Mark Reynolds: A Blessing and a Curse

A deeper look Mark Reynolds’ career offers a valuable lesson to all baseball players: Just keep swinging.

Who is Mark Reynolds? The current free agent is a relative of one of my high school social studies teachers, but that’s not why he’s important. I am a lifelong San Francisco Giants fan, and seeing Reynolds in the batter’s box typically meant one of two things: a strikeout or a home run. Hits that stayed in the park were few and far in between. Reynolds is perhaps most well-known for setting the MLB record for strikeouts with 223 in 2009.

It may sound like a good thing at first if you thought that he was a pitcher, but Reynolds set this infamous record as a hitter for the Arizona Diamondbacks. For comparison, until 2012, the player with the second most strikeouts in a season was none other than Mark Reynolds.

At first glance, Reynolds’ tendency to strikeout so often seems like it would be a liability to his team. Unlike tapping a ground ball, striking out means the batter does not put the ball in place and thus does not have a chance to get on base. A strikeout is the least productive type of out; I would go so far as to say that it is a selfish out. If nothing else, it shows a lack of discipline. Aside from the strikeouts, Reynolds had committed 24 fielding errors in 2009, the most on the Diamondbacks and twice as many as Justin Upton, who was second on the team with 12 errors. To be fair, third base is a harder position to play because the ball travels at the fielder significantly faster, but Reynolds was arguably a weakness both defensively and offensively.

If he was such a liability, why wasn’t he cut? One answer is that the Diamondbacks did not have anyone that could man third base — the hot corner. To an extent, that was true, but they did have Ryan Roberts, a solid defensive second baseman that could play third, as well as veteran Chad Tracy. However, Reynold’s ability to slap home runs made was what kept him on the team. He balanced his 223 strikeouts with 44 home runs, fourth-best in the MLB that year behind Albert Pujols, Prince Fielder, and Ryan Howard. 2009 was the only year Reynolds received MVP votes. After his contract expired at the conclusion of the season, he was rewarded with a 3-year, $14.5 million dollar contract from the Diamondbacks. He never quite reached the highs or the lows that he posted in the 2009 season, and, at the age of 34, he is probably heading towards the waning years of his career.
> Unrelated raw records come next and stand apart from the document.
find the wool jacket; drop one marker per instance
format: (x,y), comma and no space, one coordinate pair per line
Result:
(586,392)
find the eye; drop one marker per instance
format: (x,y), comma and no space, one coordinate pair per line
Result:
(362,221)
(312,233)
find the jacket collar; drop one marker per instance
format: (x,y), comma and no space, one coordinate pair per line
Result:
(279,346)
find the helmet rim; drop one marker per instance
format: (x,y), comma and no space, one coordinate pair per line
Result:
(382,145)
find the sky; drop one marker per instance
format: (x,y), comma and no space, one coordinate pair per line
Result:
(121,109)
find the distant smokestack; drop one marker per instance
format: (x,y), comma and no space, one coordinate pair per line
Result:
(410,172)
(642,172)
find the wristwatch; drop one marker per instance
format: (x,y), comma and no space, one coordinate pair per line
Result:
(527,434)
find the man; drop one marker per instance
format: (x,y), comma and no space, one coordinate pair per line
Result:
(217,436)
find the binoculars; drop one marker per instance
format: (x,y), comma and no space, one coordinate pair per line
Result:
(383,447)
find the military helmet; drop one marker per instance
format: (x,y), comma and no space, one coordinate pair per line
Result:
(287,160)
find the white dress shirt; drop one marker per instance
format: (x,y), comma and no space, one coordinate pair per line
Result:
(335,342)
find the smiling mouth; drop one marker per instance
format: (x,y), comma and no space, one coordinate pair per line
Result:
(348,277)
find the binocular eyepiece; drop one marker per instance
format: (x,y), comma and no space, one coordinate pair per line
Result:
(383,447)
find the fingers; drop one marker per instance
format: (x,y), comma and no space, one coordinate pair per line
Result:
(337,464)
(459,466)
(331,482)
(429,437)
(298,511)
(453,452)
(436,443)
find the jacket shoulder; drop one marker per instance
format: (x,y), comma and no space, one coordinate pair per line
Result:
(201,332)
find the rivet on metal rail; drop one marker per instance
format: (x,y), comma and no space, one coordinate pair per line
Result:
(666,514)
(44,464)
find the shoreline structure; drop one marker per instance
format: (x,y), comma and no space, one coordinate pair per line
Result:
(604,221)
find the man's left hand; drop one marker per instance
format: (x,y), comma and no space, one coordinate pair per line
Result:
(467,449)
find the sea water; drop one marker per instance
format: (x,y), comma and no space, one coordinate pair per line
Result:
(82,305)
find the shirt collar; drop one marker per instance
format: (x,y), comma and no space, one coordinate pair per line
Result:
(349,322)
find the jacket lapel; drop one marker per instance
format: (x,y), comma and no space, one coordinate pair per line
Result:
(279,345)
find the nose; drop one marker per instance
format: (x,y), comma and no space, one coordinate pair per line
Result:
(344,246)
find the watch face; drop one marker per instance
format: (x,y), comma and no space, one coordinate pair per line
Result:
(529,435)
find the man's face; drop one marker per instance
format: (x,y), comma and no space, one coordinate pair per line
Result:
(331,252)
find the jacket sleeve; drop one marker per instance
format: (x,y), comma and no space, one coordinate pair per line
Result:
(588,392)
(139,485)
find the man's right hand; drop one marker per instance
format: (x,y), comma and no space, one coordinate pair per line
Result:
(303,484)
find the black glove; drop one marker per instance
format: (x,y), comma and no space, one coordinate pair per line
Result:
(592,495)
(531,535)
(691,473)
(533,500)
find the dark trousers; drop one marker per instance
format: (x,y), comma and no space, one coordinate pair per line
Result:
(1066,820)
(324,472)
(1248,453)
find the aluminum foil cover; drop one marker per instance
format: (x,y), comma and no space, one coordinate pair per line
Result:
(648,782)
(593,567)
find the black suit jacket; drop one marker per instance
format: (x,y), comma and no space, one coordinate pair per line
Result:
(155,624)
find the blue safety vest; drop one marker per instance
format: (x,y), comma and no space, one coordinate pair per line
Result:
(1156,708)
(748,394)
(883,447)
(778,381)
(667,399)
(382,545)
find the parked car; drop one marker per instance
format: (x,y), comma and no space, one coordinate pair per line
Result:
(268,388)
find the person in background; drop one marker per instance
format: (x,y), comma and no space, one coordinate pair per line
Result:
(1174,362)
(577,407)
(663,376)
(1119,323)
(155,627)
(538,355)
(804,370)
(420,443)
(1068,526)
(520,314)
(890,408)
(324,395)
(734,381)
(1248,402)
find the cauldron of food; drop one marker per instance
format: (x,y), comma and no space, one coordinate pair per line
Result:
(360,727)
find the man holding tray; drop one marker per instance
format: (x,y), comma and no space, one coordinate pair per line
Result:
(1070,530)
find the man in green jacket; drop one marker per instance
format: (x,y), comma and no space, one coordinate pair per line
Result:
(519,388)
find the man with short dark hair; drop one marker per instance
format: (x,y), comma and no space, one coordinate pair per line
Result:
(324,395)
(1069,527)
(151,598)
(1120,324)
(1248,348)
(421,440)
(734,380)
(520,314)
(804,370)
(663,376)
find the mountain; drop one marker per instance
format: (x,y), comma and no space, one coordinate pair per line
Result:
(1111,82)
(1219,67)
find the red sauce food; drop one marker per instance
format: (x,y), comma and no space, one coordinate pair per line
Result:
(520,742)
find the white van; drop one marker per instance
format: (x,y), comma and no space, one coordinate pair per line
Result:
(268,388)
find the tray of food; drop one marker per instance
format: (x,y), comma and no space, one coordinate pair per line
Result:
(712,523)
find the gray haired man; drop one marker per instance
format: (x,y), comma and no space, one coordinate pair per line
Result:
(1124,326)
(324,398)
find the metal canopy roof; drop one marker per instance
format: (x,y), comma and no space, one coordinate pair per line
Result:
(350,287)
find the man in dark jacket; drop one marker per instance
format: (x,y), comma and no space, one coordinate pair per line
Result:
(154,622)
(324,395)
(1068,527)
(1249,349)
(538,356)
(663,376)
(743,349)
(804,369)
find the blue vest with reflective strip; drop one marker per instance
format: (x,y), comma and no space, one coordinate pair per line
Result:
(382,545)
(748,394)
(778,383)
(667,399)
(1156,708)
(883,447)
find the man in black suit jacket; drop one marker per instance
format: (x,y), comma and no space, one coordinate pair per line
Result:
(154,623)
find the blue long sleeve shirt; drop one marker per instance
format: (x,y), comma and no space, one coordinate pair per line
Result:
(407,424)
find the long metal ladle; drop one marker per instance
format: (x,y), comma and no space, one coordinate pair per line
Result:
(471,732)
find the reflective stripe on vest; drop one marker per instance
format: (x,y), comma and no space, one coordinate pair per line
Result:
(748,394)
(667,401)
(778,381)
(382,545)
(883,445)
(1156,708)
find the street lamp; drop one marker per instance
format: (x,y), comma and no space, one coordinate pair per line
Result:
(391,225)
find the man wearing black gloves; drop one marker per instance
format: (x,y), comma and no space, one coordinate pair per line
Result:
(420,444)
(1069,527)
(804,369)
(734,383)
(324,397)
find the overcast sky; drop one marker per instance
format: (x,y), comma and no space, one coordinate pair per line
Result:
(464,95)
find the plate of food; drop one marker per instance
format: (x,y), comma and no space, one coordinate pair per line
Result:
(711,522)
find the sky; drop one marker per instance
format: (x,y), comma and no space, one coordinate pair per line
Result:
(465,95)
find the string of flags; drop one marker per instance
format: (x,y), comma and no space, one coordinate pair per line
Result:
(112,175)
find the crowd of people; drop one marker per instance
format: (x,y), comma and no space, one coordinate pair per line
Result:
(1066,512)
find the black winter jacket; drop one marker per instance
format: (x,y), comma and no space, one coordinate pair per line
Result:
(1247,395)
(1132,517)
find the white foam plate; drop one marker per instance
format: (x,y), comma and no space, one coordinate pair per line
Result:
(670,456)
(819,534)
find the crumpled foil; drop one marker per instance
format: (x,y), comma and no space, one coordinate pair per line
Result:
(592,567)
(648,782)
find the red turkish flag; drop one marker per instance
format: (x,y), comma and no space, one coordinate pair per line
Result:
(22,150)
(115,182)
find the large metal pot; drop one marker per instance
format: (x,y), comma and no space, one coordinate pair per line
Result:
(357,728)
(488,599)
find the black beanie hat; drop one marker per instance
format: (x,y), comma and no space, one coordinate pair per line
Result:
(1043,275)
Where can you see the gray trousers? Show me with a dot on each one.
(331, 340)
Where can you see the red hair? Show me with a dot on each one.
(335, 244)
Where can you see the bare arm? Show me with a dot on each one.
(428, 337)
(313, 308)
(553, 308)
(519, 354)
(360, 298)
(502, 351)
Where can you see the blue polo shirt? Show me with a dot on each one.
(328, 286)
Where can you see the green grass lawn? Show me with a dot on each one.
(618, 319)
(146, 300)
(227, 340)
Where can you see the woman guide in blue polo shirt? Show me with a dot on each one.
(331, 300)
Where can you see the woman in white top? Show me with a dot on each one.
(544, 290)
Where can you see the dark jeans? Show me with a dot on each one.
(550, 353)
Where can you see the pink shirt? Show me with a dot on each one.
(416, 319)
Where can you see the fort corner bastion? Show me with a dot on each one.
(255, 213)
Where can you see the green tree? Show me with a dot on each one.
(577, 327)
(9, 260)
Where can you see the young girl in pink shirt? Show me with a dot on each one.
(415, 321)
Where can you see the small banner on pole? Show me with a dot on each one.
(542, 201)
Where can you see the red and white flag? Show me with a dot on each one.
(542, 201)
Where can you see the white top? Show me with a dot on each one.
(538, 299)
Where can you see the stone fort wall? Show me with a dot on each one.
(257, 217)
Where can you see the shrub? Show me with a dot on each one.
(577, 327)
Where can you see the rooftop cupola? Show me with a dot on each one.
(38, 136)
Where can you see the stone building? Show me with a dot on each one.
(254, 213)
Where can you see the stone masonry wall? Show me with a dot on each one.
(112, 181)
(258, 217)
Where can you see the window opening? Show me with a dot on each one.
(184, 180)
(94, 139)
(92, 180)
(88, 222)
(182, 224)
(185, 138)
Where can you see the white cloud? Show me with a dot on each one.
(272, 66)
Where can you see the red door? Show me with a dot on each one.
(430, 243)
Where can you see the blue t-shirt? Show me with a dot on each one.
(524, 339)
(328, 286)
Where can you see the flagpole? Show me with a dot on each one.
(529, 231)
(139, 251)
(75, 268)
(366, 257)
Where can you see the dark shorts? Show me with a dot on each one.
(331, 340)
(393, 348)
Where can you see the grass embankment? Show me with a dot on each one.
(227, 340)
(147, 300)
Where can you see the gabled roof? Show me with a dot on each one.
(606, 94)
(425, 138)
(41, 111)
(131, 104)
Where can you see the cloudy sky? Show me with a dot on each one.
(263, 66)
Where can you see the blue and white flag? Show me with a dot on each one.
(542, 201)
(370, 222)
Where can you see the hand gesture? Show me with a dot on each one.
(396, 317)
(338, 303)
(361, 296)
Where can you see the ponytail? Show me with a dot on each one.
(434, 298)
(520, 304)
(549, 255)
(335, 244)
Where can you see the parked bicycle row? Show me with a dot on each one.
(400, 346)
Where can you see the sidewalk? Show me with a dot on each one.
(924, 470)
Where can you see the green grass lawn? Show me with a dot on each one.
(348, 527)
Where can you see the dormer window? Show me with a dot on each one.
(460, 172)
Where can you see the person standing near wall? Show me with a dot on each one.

To the cynical eye, Reynold’s 2009 season shows the good can happen when one is selfish or lacks discipline at the plate.. Reynolds was able to land a lucrative contract at the expense of his team’s success. At the same time, Reynold’s 2009 season reinforces the concept made famous by Wayne Gretzky (and later again by Michael Scott) that “you miss 100% of the shots that you do not take”. In the same vein, one cannot hit a home run on a pitch at which they do not swing. With a little bit of luck and the inability to give up, some version of success will come.